Coast Train: A Library of Labeled Coastal Images to Train Machine Learning Models
Scientists who study coastal ecosystems and hazards such as hurricanes, flooding, and cliff failure collect lots of photographs of coastal environments from airplanes and drones. A large area can be surveyed at high resolution and low cost. Additionally, satellites such as Landsat have provided imagery of the Nation’s coastlines every few days for decades.
Scientist’s ability to understand coastal hazards would be greatly improved if this wealth of imagery could be ‘mined’ automatically by computers. We want to automate the process of identifying and labelling each region of the image from a set of categories (e.g. bare land, water, woody vegetation, herbaceous vegetation). We need to train a computer to recognize the same things that a human can and that will require a very large number of labeled images.
Why do we need Coast Train?
We define the information need met by Coast Train as:
- Pixel-level discrete classification of a variety of publicly available geospatial imagery that are commonly used for coastal and other Earth surface processes research.
- Statistics describing agreement that might be used to define uncertainty in labeled data. This uncertainty could be interpreted as the irreducible error
- A fully reproducible workflow, facilitating end-user-defined accuracy assessments and quality control procedures.
- An extensible and open dataset, that might be actively contributed to by others.
The coastlines of the world are spatially highly variable coupled-human-natural systems that comprise a nested hierarchy of component landforms, ecosystems, and human interventions, each interacting over a range of space and time scales. Understanding and predicting coastline dynamics necessitates frequent observation from imaging sensors on remote sensing platforms. Machine Learning models that carry out supervised (i.e. human-guided) pixel-based classification, or image segmentation, have transformative applications in spatio-temporal mapping of dynamic environments, including transient coastal landforms, sediments, habitats, waterbodies, and water flows. However, these models require large and well-documented training and testing datasets consisting of labeled imagery.
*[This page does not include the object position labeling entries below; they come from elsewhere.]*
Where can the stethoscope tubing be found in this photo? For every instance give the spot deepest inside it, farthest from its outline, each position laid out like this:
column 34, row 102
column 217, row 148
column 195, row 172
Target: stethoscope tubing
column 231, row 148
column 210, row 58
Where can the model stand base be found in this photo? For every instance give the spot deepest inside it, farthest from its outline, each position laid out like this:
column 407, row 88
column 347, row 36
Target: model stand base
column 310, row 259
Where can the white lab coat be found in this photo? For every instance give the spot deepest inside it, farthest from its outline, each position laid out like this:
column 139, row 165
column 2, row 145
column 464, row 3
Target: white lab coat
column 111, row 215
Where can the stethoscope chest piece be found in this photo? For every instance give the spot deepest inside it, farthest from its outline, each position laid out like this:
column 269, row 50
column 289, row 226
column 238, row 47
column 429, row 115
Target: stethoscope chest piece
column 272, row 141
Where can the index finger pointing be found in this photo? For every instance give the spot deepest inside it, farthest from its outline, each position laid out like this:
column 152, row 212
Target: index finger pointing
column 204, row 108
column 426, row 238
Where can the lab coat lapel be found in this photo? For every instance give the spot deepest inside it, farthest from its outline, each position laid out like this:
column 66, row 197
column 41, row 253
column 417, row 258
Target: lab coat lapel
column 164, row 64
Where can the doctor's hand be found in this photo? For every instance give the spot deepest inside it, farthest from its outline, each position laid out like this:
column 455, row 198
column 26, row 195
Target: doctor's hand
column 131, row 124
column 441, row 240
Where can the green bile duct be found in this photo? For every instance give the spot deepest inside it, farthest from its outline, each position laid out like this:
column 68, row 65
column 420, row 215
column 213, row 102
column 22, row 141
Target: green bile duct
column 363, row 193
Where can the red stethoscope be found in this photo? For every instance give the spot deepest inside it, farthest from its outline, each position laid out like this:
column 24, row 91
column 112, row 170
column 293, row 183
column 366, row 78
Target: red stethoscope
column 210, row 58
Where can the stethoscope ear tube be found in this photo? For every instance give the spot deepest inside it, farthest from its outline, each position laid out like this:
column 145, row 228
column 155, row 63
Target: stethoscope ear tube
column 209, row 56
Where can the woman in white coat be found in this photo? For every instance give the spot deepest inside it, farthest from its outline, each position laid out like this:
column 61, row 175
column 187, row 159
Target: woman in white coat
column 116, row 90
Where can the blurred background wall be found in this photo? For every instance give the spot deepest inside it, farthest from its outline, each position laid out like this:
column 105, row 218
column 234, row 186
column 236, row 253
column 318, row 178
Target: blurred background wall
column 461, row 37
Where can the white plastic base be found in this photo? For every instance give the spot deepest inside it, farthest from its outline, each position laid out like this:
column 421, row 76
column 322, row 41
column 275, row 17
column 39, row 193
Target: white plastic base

Coast Train provides researchers working in coastal environments (including but not limited to deltas, estuaries, barrier islands, salt marshes, developed and undeveloped coastlines including low energy and high energy coastal environments) with a training set that has until now been missing, allowing them to overcome a significant challenge to applying supervised and semi-supervised ML algorithms to the segmentation of high- and medium-resolution imagery. The library will allow us to train generic image segmentation models for satellite and high-resolution orthomosaics that will classify imagery into feature classes commonly used to categorize Earth surface composition (for example, water bodies, substrates, surficial geology, vegetation types, coastal infrastructure, development, and other landcover classes).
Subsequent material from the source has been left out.